To every member of the 136th General Assembly
What you can introduce. What you can co-sponsor. What you can demand the next hearing answer.
Introduce or co-sponsor the standalone bills
Each amendment in this package is structured to function as either a floor amendment on SB174 or as standalone legislation. The lowest-friction first moves are:
- Mandatory perjury referral (§ 2921.11(G)) — drafted as the "Family Court Integrity Act." Activates an existing F3 classification.
- Survivor Rights Card (new § 2935.033) — single-page card, signature on receipt or refusal. No fiscal note worth opposing.
- Marsy's Law civil remedy (§ 2930.19(C)–(F)) — activates rights 83% of Ohio voters approved in 2017.
File a floor amendment when SB174 reaches the House
Amendment 3 of the Accountability Package — replacing "complete discretion" with "sound discretion subject to statutory findings" — is drafted as a floor amendment. It addresses the only structural objection raised in Senate Judiciary testimony that the Ohio Bar did not refute.

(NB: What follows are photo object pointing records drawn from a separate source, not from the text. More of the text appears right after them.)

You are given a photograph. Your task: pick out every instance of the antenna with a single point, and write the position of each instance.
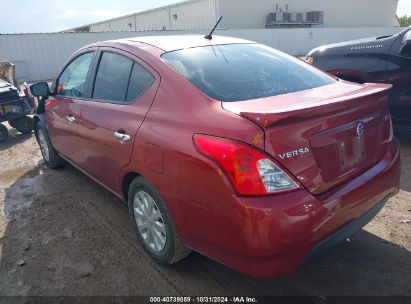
(210, 36)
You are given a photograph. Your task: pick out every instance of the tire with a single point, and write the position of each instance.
(168, 249)
(24, 124)
(12, 123)
(4, 133)
(50, 155)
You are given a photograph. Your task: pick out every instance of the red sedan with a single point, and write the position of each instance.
(224, 146)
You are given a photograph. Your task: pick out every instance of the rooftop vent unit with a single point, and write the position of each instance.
(306, 19)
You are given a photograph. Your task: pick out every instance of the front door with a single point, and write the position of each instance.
(124, 89)
(63, 109)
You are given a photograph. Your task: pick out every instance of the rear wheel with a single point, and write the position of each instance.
(50, 155)
(153, 225)
(4, 133)
(24, 124)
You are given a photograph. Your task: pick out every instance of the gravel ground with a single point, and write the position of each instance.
(62, 234)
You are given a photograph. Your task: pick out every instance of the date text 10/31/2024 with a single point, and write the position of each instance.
(203, 300)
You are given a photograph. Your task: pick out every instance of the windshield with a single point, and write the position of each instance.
(237, 72)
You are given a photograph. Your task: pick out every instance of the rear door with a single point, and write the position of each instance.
(63, 109)
(123, 90)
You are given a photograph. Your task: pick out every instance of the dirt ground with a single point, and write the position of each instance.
(62, 234)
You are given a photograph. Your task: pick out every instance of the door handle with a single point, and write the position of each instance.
(70, 118)
(121, 136)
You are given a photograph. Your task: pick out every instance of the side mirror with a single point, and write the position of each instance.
(40, 89)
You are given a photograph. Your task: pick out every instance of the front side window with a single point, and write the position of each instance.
(237, 72)
(72, 81)
(120, 79)
(112, 77)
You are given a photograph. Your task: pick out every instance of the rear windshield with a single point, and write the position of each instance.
(236, 72)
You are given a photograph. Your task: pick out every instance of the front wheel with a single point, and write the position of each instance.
(12, 123)
(153, 225)
(50, 155)
(24, 124)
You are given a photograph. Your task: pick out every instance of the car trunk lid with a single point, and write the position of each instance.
(324, 136)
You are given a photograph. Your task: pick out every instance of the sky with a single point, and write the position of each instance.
(50, 16)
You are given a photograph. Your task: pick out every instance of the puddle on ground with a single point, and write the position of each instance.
(15, 174)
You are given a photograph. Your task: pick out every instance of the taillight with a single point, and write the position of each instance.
(250, 171)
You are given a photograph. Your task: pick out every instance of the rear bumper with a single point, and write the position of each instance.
(271, 236)
(349, 229)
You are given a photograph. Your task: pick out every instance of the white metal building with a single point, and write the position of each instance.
(255, 14)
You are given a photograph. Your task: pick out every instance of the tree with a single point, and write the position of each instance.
(405, 21)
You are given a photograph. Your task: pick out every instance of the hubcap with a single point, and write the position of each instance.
(149, 221)
(43, 145)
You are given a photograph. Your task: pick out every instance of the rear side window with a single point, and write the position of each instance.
(237, 72)
(140, 81)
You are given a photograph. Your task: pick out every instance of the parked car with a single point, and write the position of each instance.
(384, 59)
(224, 146)
(14, 108)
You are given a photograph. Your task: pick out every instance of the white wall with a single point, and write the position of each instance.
(195, 15)
(41, 56)
(251, 14)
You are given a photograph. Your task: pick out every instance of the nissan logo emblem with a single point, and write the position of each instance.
(360, 129)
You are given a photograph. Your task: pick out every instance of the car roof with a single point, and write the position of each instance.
(178, 42)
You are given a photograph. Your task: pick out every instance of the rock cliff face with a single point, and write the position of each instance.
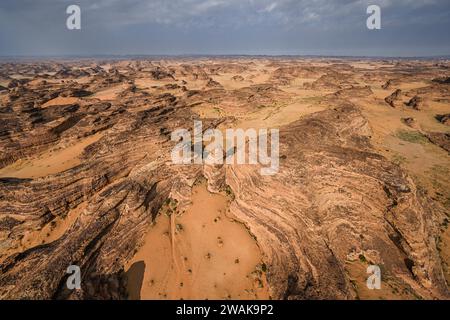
(337, 203)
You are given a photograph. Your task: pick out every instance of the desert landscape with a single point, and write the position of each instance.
(86, 179)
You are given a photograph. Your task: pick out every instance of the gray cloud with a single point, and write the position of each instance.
(410, 27)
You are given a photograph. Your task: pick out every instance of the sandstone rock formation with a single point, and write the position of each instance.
(85, 170)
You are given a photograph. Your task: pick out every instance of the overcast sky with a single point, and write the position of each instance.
(265, 27)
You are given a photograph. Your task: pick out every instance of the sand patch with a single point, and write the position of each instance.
(60, 101)
(201, 254)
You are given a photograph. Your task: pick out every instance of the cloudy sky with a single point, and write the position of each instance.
(265, 27)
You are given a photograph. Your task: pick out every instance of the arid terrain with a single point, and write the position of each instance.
(86, 179)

Request a fiscal note and statistical baseline
Request that LSC produce a fiscal note assuming compliance — i.e., what the state would spend if the existing felony statutes were actually enforced. Request that the Office of Criminal Justice Services publish:
- Annual DV-call counts and the rate of arrest;
- Perjury referrals from DR courts to county prosecutors;
- Custodial-interference filings and outcomes by county.
The baseline is the rebuttal.
Demand the next committee hearing answer three questions
- What is the agency consequence when a DV non-arrest report is never transmitted to the prosecutor?
- What is the prosecutorial consequence when a victim conference is refused?
- What is the judicial consequence when probable cause of perjury in a custody proceeding is never referred?
If the answer to each is "none," the amendments in this package are the answer.
Frame the public messaging precisely
These amendments do not create new crimes. They do not expand prosecutorial power. They require documentation, referral, and judicial explanation — three things every Ohioan already assumes are happening. The opposition argument against any of them reduces, on examination, to defending concealment.